Studies have shown the societal peril that lingers in the aftermath of such fracture. Several people struggle with traumas that result in depression, addiction, compulsive behaviors and on the transgressive side, psychopathy, violent behavior and narcissistic imbalance. We see behaviors that could have tempered into moderation by stability explode into public dysfunction as we then affect people outside of our immediate family circle. There becomes a negative impact on our surrounding society and interpersonal relationships where people are less obligated to tolerate our fracture (while ignoring theirs) and therefore predisposed to using what society affords as their measure of redress. Unfortunately, sometimes what they are best able to do is also just within symptom of their fracture and thus woe betides all.
Now we each inherit the blessings and ills of the generations before us. Generations that were more like prone to influence us than we could influence them. So how does one begin to address such fracture?
Is it the job of society to addressed fractured families or families to prevent a fractured society? The reasonable answer is both; but the nuanced perspective asks which one deserves more focus at this time; which one deserves more focus in my life – your life?
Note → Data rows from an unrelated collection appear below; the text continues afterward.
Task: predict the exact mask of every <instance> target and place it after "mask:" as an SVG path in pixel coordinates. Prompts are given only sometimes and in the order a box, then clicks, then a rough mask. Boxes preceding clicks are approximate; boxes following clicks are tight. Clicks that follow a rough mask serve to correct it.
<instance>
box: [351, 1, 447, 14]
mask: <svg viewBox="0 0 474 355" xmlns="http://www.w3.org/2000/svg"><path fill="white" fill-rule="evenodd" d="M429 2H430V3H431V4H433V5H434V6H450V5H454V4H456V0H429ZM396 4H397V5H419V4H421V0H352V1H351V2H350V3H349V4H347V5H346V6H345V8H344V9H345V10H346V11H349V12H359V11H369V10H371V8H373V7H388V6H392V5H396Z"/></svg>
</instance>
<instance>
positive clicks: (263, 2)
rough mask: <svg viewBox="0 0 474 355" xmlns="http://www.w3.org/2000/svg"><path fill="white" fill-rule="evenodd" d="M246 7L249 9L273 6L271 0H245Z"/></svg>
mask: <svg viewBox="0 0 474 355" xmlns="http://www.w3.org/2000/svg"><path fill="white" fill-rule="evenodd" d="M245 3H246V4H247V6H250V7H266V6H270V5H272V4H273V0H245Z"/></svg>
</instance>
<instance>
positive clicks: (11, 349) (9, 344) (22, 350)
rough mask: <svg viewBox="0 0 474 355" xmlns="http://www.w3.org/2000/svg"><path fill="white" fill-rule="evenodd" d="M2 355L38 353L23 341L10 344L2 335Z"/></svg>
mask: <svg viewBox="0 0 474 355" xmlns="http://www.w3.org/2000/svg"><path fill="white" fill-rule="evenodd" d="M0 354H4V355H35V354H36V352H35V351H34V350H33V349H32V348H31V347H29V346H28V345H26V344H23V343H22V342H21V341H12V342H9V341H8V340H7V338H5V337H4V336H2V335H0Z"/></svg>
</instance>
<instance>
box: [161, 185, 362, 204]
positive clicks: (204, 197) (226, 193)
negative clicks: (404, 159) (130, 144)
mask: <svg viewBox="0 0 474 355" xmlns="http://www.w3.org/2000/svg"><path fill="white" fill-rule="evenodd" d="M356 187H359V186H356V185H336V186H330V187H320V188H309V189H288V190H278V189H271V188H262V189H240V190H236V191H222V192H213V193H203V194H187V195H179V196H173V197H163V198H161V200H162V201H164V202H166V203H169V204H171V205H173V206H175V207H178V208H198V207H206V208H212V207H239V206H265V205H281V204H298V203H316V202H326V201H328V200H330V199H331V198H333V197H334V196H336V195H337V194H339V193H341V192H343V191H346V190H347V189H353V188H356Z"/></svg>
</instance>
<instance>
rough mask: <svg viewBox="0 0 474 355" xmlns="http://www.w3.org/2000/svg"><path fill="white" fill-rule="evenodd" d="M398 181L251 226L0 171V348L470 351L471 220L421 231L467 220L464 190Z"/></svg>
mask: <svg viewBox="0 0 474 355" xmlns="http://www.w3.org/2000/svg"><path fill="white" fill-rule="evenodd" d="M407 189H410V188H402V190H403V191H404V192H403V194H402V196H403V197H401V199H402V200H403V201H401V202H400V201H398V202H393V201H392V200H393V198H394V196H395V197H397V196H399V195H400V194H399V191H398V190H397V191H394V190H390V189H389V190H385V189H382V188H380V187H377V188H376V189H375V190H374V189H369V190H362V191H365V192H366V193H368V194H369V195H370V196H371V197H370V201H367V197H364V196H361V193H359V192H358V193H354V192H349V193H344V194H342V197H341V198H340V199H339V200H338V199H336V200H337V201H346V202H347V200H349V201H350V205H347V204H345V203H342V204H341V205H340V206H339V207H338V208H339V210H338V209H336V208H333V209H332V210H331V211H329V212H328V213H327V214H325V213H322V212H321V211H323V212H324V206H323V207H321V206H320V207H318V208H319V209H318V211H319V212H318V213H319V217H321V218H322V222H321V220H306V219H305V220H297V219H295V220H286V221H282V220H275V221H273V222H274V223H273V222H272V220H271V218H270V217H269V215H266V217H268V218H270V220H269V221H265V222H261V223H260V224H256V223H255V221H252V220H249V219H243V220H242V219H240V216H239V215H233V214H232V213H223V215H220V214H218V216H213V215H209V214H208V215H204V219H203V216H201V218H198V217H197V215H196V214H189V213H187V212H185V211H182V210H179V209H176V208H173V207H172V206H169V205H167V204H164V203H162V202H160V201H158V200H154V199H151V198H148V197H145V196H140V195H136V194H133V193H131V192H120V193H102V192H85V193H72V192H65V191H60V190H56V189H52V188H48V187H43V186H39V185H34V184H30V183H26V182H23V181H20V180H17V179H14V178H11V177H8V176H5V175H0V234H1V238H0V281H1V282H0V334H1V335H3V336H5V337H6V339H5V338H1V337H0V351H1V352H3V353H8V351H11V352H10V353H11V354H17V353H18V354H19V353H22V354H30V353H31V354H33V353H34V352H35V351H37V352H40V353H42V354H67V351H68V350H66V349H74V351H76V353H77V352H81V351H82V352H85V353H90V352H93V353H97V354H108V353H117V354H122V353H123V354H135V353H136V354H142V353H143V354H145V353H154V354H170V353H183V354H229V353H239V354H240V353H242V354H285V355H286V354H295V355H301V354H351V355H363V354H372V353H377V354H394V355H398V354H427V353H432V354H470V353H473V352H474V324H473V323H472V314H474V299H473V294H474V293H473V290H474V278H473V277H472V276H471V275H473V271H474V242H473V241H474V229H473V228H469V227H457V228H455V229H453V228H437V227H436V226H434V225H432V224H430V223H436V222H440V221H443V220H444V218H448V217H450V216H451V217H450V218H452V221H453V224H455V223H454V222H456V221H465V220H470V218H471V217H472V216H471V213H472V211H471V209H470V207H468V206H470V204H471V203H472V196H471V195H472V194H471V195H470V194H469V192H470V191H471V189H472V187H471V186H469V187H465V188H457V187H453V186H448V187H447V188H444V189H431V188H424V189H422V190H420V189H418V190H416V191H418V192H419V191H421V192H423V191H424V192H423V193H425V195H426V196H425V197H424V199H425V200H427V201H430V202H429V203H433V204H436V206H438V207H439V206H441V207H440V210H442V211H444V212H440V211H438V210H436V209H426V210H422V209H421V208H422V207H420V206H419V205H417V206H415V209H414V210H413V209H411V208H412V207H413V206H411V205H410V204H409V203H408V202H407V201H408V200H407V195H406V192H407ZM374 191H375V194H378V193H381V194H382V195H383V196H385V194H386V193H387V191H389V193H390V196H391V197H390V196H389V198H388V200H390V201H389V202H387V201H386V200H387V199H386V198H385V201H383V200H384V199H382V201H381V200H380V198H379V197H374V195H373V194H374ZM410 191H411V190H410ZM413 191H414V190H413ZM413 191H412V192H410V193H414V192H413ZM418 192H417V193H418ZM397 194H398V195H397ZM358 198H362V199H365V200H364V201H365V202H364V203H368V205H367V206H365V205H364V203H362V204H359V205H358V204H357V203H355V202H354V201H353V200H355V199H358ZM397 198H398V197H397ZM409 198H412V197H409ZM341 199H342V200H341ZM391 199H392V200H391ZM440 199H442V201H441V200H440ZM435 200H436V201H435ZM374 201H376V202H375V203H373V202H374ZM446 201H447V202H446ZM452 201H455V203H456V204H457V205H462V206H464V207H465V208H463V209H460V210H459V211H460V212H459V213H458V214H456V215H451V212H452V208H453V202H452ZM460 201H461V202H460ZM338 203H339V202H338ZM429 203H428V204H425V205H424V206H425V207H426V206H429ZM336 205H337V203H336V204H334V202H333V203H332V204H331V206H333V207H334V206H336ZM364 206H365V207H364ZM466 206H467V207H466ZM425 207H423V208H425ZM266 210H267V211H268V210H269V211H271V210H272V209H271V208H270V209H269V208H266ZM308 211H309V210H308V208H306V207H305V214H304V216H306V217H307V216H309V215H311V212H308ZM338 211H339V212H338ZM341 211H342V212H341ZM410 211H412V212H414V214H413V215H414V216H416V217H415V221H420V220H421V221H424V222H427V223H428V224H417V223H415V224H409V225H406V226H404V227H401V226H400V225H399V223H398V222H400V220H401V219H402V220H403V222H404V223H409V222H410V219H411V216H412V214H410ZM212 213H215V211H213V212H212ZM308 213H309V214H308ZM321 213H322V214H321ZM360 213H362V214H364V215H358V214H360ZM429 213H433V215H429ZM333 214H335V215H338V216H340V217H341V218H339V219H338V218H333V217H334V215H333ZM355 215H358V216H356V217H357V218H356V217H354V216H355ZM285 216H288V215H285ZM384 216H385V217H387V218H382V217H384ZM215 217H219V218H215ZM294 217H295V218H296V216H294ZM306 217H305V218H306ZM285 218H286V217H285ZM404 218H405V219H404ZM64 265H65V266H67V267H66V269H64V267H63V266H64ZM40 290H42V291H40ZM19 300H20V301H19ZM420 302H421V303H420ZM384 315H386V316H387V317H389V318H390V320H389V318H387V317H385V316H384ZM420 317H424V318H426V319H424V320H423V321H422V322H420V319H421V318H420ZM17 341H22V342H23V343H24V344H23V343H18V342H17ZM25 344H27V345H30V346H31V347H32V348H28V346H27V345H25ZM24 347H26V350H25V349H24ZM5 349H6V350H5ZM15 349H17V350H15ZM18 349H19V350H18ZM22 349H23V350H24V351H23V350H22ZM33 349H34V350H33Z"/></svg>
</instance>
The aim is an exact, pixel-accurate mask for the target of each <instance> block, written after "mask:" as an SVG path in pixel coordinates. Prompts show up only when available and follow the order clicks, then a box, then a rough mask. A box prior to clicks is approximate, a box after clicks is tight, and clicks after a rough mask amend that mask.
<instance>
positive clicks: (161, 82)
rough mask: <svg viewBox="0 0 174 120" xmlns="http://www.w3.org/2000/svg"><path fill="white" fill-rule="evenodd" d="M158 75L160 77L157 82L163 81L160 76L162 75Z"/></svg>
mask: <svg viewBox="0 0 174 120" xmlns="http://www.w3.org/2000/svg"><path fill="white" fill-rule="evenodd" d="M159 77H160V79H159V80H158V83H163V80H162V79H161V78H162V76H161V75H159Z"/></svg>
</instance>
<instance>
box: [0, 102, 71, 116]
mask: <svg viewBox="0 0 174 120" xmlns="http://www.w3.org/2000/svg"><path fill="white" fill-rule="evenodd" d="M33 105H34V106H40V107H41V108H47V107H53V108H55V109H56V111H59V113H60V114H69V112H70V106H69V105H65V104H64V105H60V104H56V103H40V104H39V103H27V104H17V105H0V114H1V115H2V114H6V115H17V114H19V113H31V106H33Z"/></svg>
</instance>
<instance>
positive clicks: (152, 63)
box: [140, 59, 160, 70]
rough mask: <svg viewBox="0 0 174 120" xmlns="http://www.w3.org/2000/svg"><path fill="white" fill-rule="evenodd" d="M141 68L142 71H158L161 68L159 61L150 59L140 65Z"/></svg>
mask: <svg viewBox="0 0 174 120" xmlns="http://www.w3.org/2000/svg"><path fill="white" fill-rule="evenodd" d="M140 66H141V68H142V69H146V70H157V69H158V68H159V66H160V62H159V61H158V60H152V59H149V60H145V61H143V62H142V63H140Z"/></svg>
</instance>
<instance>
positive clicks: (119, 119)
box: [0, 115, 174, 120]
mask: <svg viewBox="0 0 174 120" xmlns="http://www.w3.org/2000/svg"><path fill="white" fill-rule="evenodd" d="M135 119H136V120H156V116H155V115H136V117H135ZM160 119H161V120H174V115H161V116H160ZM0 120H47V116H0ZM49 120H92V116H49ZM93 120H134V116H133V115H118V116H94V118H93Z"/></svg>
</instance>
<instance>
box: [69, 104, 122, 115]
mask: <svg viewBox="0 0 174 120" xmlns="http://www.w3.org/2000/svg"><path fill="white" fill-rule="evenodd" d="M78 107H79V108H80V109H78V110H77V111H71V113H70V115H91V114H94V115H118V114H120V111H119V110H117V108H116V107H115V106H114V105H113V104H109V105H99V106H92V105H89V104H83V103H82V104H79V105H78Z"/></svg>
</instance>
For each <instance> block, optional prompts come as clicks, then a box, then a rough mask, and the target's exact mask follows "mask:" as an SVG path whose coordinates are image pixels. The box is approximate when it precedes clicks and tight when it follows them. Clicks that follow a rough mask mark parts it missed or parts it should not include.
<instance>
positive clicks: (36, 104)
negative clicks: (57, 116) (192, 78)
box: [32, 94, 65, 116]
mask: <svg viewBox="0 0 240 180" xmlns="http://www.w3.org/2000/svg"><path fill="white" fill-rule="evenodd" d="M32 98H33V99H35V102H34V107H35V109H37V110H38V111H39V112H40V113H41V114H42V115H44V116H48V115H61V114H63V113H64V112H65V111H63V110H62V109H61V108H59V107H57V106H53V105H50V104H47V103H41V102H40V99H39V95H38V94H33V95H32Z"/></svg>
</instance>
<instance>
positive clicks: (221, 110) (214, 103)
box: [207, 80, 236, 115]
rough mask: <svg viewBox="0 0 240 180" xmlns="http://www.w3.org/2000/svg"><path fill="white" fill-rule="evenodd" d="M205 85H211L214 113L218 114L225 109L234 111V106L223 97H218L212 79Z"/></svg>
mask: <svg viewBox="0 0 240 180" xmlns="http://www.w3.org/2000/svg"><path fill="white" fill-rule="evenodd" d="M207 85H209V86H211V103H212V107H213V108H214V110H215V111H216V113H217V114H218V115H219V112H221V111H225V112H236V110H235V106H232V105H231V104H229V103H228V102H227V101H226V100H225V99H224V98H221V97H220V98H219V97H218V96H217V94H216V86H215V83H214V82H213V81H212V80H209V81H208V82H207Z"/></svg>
In western society today, we are seeing a rise in narcissistic disorder, bipolar disorder, depression and many other emotional imbalances brought on by fractured support systems. With loneliness is on the rise, how does a society of fractured families come to the rescue? Are we ready to be better stewards of ourselves? Are we able to be? At what point does the buck stop?
So as you look within today at your imperfect family situation, what decision are you making? Has your family broken you or have you broken it? Do you feel they owe you healing or have you asked for forgiveness? Have you forgiven yourself? If you are indifferent to these questions, I have to break it to you; you are at risk of either hurting someone unknowingly or being hurt by someone else. Whether hurting or healed we have to participate in our lives and most often than not our emotional availability is highly dependent on the weight of our burden or in some cases the magnitude of our grace.